October 23, 2008


Weakness? Defenselessness? Helplessness? Webster—and most of society —has got it all wrong. Intentional vulnerability isn’t weakness; it requires great inner strength to be willing to be open and present oneself at risk of possible harm. The price one pays in remaining vulnerable is the occasional harm from those who take advantage. Those with the ready blade of a sharp word will cut the exposed throat, not realizing that they themselves are the victims of a facade, populating a world that exists only superficially and is easily shattered. The victory doesn’t even last to the next encounter.

Those who choose to be open—to be vulnerable—chance being hurt in exchange for the possibility of intimate connection. This is not to encourage indiscriminate openness, for the scars can accumulate to create an almost impenetrable shell. But careful and selective revelation of self can elicit a like response, and the reward is another link in the ethereal chain of human intimacy. It is what all of us seek, at least those who haven’t given up in despair that it is unattainable. This genuine intimacy is the closest we can come to a spiritual experience in corporeal form.
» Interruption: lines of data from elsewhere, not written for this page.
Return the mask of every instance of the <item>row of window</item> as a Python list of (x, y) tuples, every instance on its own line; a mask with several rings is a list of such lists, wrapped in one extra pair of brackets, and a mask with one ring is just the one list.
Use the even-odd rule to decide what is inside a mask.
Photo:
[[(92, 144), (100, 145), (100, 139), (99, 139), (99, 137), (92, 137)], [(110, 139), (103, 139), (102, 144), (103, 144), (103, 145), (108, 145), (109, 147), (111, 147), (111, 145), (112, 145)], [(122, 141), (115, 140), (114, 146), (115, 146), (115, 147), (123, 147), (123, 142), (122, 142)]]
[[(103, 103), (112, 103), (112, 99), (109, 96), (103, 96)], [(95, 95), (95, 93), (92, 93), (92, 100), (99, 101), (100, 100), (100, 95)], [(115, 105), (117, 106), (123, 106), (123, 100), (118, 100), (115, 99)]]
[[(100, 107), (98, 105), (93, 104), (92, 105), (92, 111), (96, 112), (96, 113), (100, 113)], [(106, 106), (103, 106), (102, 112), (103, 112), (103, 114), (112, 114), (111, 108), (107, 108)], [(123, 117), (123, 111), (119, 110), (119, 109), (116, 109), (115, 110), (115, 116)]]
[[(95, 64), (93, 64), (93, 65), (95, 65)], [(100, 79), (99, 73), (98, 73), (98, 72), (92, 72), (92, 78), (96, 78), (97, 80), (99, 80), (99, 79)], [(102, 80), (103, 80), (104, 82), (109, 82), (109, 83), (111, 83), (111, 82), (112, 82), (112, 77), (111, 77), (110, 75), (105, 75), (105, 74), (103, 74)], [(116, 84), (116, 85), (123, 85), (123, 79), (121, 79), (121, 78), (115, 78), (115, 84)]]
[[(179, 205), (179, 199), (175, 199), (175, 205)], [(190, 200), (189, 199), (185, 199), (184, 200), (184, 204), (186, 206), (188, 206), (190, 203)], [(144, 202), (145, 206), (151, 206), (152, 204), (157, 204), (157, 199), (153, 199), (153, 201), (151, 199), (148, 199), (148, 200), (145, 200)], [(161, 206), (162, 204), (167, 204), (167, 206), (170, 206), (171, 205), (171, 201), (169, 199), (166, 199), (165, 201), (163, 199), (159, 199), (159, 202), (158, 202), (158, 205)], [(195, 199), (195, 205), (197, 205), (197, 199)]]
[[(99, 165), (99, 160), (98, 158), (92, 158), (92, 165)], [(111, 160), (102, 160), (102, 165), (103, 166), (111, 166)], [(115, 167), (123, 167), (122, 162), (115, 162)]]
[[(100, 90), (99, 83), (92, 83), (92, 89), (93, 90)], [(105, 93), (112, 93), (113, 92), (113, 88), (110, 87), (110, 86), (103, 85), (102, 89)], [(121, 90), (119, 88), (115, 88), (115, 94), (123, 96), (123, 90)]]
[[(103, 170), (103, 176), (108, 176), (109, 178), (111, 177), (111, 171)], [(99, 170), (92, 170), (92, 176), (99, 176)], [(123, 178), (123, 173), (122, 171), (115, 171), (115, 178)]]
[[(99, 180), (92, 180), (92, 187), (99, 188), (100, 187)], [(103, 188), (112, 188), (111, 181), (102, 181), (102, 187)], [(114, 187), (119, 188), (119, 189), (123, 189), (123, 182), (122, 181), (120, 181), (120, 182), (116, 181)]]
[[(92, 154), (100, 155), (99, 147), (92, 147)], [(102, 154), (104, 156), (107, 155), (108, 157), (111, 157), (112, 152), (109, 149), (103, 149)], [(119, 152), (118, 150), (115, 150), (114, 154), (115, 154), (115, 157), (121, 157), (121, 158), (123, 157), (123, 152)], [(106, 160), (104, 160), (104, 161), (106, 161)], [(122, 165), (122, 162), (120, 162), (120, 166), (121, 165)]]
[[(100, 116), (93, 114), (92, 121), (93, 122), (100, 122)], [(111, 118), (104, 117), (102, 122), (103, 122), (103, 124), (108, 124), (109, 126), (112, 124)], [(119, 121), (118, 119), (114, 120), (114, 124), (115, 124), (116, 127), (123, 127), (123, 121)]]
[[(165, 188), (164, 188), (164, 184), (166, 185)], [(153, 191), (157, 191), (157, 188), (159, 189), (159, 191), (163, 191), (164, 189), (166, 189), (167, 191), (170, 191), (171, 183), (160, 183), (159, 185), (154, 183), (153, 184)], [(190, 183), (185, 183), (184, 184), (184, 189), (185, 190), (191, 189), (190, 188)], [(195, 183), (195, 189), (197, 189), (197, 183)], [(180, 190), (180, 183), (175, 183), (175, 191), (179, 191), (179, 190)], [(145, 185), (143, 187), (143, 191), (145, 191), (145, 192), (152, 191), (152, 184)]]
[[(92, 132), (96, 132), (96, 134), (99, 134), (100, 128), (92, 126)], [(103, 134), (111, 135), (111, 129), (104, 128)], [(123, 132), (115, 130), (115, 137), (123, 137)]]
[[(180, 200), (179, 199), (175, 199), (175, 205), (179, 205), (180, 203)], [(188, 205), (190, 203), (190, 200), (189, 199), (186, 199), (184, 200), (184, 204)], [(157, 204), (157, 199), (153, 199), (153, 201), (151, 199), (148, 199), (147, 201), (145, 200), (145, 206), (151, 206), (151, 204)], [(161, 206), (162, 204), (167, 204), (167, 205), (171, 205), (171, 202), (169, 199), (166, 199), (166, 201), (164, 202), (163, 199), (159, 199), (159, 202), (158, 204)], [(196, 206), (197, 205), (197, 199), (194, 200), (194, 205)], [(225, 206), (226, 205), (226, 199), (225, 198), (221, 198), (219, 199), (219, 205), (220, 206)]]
The choice is ours, with every personal encounter. To what degree do we reveal ourselves? I think we are richer for choosing vulnerability.


Me Online said...

I just realized something. You write very much like Carrie in Sex in the City. Accept for the fact that you haven't written THAT much about sex. Keep it up. Maybe they will make a movie.

Doug said...

Choosing vulnerability takes courage and confidence. Things I don't always have.

Sooo-this-is-me said...

Hmmm, I tend to be pretty guarded in the real world and honestly I do not see that changing soon. Maybe I worry too much.

Ur-spo said...

I concur; you hit that nail on the head. Being vulnerable means giving up your power to another; and that could be hurtful. But there is no growth or intimacy without that risk.